At the same time, the authors sampled pooled sewage from nine sites in Dhaka, Bangladesh, to serve as controls because they had previously demonstrated very low carriage (0–1%) of virulent E. coli types in South Asia on several occasions.1,2 Approximately 150 E. coli were randomly isolated (without antibiotic selection on BrillianceTM UTI Agar plates; Oxoid, Basingstoke, UK) from each sample, including triplicate and duplicate isolations from Newport (September and October 2019, respectively). Species identification was confirmed for 634 initial E. coli isolates and 410 replicate isolates from the Newport site by matrix-assisted laser desorption ionisation–time of flight mass spectrometry. Phylotypes were determined by the Clermont multiplex phylotype PCR3 for all 1,044 isolates. STs were initially determined for all B2 and D isolates by Doumith ST PCR4 and either confirmed or corrected by whole genome sequencing (WGS; n=224/634). Resistance genes and virulence genes were identified by in silico analysis of the WGS.
RESULTS
The prevalence of B2 phylotype E. coli was statistically different between M4 West and East sites (27% versus 15%; p=9.2×10-5) as well as between England and Wales (17% versus 29%; p=2.5×10-4), mirroring the E. coli sepsis rates.
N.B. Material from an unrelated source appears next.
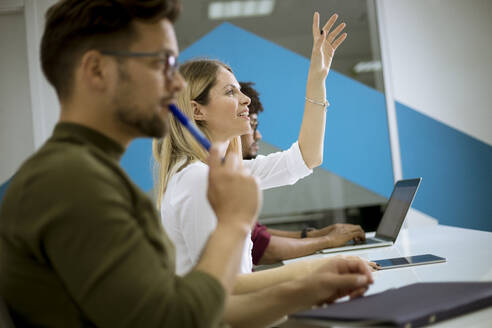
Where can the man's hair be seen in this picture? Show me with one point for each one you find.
(255, 106)
(75, 26)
The most prevalent STs determined by WGS mirrored the most commonly identified E. coli types causing urinary tract infections and sepsis in the UK for both phylotype B2 and D (Figure 1). The Doumith PCR method gave poor results, misidentifying many isolates. Replicate samples indicated that sampling was statistically robust both within and between samples. Virulent E. coli STs from sewage mapped among bacteraemia isolates by core genome multilocus sequence typing and resistance/virulence gene analysis, including fimH typing.
CONCLUSIONS
The UK has a very high gut carriage rate of virulent extra-intestinal pathogenic E. coli, which is dramatically different to that of South Asia. The different prevalence in gut carriage between England and Wales provides a reasonable explanation of differing geographical E. coli sepsis rates and may also explain the overall rising E. coli sepsis rate for the UK over the last decade.